For the most part, given the incredible amounts of
processing power, disk space, and memory we can throw at a modern PC, virtual
machine products are the weapon of choice when experimenting with multiple
operating systems within their own respective sandboxes. Sometimes though,
depending on your requirements, dual or triple booting operating systems loaded
directly on real hardware is more advantageous, either for performance or
hardware compatibility reasons. In order to easily pick your poison every time
you fire up your PC, including a solid boot menu is a good idea.
Although you might be able to get away with the likes of
GRUB or the Windows Boot Loader, editing said menu might not be the easiest or
the most user-friendly process. With that in mind, GAG the Graphical Boot Loader is a
freeware boot menu replacement utility that might have what it takes to work as
the solid boot loader option, at least for pre-EFI based systems.

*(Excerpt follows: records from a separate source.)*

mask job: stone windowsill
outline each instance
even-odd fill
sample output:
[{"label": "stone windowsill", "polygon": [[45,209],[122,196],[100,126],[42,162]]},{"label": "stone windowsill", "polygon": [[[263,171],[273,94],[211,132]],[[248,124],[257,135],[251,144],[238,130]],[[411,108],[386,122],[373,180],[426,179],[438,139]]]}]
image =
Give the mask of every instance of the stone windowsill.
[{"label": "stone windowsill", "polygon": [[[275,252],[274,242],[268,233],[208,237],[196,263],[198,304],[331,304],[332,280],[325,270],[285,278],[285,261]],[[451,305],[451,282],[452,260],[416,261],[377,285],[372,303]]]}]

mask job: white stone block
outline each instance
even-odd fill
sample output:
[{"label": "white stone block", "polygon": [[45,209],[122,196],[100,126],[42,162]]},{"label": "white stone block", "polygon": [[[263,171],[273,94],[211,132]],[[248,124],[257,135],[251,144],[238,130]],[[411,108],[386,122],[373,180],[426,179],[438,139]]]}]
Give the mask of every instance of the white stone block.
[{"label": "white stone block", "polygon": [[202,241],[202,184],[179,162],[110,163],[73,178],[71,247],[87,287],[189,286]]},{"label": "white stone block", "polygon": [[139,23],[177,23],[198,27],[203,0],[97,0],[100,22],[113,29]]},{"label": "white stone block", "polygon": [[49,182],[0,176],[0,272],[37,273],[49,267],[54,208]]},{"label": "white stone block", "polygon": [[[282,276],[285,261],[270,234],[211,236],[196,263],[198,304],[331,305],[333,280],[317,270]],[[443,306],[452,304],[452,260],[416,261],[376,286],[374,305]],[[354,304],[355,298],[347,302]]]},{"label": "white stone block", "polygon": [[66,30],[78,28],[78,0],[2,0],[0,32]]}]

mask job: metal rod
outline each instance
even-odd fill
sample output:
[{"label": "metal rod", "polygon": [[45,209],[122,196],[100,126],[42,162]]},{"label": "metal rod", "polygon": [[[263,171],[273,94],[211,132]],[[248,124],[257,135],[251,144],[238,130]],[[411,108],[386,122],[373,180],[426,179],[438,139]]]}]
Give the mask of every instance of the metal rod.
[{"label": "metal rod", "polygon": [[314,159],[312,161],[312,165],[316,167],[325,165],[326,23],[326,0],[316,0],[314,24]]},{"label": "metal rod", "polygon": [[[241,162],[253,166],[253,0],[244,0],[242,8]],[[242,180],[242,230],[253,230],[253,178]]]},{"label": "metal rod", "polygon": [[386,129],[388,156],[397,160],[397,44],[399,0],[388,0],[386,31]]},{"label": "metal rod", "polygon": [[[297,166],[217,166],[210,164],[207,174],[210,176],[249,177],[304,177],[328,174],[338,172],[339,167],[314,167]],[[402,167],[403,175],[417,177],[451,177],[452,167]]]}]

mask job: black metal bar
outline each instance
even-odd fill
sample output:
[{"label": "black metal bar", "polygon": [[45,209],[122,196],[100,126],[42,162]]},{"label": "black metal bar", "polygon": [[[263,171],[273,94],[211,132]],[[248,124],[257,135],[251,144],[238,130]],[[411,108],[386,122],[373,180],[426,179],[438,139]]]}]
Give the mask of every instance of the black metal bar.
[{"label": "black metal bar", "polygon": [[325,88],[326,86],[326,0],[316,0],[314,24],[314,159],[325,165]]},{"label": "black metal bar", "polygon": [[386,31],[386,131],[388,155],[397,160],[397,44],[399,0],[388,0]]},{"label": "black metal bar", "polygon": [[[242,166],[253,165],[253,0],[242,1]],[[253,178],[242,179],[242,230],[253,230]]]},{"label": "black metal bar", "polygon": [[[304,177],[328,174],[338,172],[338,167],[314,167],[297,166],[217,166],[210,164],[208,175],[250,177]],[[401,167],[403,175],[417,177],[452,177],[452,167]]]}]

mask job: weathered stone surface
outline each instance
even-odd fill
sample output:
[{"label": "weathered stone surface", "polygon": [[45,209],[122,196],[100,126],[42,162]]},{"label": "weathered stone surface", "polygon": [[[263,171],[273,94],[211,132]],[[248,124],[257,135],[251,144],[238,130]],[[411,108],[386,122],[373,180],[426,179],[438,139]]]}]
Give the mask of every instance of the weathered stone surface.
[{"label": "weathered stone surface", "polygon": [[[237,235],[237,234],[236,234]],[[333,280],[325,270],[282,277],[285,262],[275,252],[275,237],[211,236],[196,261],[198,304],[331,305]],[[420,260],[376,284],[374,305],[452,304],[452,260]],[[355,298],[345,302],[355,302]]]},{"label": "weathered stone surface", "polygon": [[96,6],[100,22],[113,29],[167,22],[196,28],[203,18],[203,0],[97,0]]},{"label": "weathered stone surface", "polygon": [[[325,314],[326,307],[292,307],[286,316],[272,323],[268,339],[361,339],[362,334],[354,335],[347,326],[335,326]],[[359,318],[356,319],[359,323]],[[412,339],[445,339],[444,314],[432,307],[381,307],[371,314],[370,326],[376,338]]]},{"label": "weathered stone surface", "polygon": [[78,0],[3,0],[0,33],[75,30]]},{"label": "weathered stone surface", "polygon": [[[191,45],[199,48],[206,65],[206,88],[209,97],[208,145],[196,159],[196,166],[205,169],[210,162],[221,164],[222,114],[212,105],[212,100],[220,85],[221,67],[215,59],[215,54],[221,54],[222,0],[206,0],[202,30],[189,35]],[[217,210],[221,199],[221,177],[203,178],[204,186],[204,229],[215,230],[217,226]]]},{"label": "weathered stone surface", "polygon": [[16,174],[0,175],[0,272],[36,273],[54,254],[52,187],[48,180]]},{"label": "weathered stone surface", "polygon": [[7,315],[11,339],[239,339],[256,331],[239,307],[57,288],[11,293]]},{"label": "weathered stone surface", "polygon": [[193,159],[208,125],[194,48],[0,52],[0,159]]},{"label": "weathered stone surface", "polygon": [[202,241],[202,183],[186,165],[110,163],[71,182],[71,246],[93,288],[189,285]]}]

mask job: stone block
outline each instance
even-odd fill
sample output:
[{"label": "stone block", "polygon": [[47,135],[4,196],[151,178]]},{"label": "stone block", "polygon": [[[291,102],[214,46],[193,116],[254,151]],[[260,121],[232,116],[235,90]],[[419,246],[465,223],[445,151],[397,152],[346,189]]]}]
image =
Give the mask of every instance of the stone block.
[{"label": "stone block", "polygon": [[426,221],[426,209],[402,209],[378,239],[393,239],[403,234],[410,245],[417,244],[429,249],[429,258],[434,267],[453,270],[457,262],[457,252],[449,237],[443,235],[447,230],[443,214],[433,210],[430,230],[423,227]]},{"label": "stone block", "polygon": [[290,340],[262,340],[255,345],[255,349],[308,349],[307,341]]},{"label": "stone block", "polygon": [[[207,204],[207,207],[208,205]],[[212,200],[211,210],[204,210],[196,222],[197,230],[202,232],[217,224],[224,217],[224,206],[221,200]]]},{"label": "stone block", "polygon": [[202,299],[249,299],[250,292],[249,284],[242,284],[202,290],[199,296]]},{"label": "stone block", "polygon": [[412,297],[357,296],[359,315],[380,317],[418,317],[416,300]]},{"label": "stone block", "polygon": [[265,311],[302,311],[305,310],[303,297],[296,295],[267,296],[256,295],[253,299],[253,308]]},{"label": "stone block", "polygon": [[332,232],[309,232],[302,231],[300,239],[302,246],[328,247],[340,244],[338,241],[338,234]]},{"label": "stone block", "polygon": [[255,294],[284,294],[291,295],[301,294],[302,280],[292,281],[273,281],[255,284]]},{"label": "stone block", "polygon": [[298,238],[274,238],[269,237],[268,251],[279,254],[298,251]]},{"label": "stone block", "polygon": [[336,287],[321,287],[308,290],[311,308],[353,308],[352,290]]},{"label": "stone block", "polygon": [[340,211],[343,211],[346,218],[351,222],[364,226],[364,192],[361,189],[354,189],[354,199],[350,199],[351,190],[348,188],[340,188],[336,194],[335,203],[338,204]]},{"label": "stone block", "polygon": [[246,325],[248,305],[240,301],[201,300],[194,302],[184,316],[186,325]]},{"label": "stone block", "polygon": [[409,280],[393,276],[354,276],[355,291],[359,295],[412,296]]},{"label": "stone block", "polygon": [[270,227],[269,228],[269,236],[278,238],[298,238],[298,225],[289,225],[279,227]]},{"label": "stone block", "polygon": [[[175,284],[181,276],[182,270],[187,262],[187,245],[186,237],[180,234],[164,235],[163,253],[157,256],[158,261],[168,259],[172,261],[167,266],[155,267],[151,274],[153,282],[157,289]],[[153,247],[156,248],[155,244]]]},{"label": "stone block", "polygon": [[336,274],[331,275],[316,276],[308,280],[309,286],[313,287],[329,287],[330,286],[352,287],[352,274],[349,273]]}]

GAG is fully open source and delivers a graphical menu as
opposed to a text-mode selector that comes standard with a Windows or Linux
based boot menu.
- Title: GAG
the Graphical Boot Loader
- Company: Raster Software
- Product URL: http://gag.sourceforge.net/
- Price: Freeware
After a visit to the GAG project website and a quick
download later, I unpacked the ISO file contained within the ZIP archive,
burned it to disc and rebooted. The GAG menu appears waiting to be configured
after selecting a keyboard layout and default language. At this stage, you are
left with two options. Booting from disk or setting up the menu. In GAG’s case,
you can configure up to nine selectable choices, which is typically more than
enough for most users.
Getting started was pretty easy. After entering in the setup
area, you press the A key to add a boot item, select the partition the entry
will point to, type in the description for the OS selection, and an optional
password if you want to lock that OS option away from guests. For the finishing
touch, you can choose the icon that best matches the OS you added. Once you
have made all the selections you like, you can then commit GAG to the MBR of
the primary hard drive to save changes.
Going back a bit, GAG offers an interesting basic password
protection feature, which grants you the ability to prevent a particular OS
from booting up without providing the correct password. This can be useful in a
kiosk situation, where you can lock the actual hardware away and prevent users
from casually dropping into an environment they don’t belong in. I just
wouldn’t recommend this feature if you are looking for anything beyond token
security, since the password can easily be circumvented using another GAG boot
Also, if you have a particularly old office PC that still
uses a trusty floppy disk drive, GAG can even install the boot loader directly
to a blank floppy disk. Honestly though, the utility of this feature is rather
limited for boot loader backup purposes, in the unfortunate event that your
Master Boot Record is destroyed on the main hard drive. Alternatively, you can
simply use the bootable ISO (albeit without a customized menu on disc) or write
GAG to a bootable USB flash drive.
Really, the only downside I’ve noticed is the lack of
support for machines with the next generation Extensible Firmware Architecture
setup and GPT volumes. Because GAG is GPT-unaware, GAG won’t be able to detect
volumes set up in that layout mode. Your best option at this point is to
consider using GRUB instead. Fortunately, some motherboards can be set to boot
in a “Legacy mode” which disables the EFI, though at the cost of a
slower PC start up.
If you are looking for boot menu software that goes beyond a
basic text interface and is also easy to set up, GAG might be worth considering
on less than bleeding edge hardware. It’s not perfect and it does show its age,
but GAG is still quite serviceable and useful for multi-boot systems.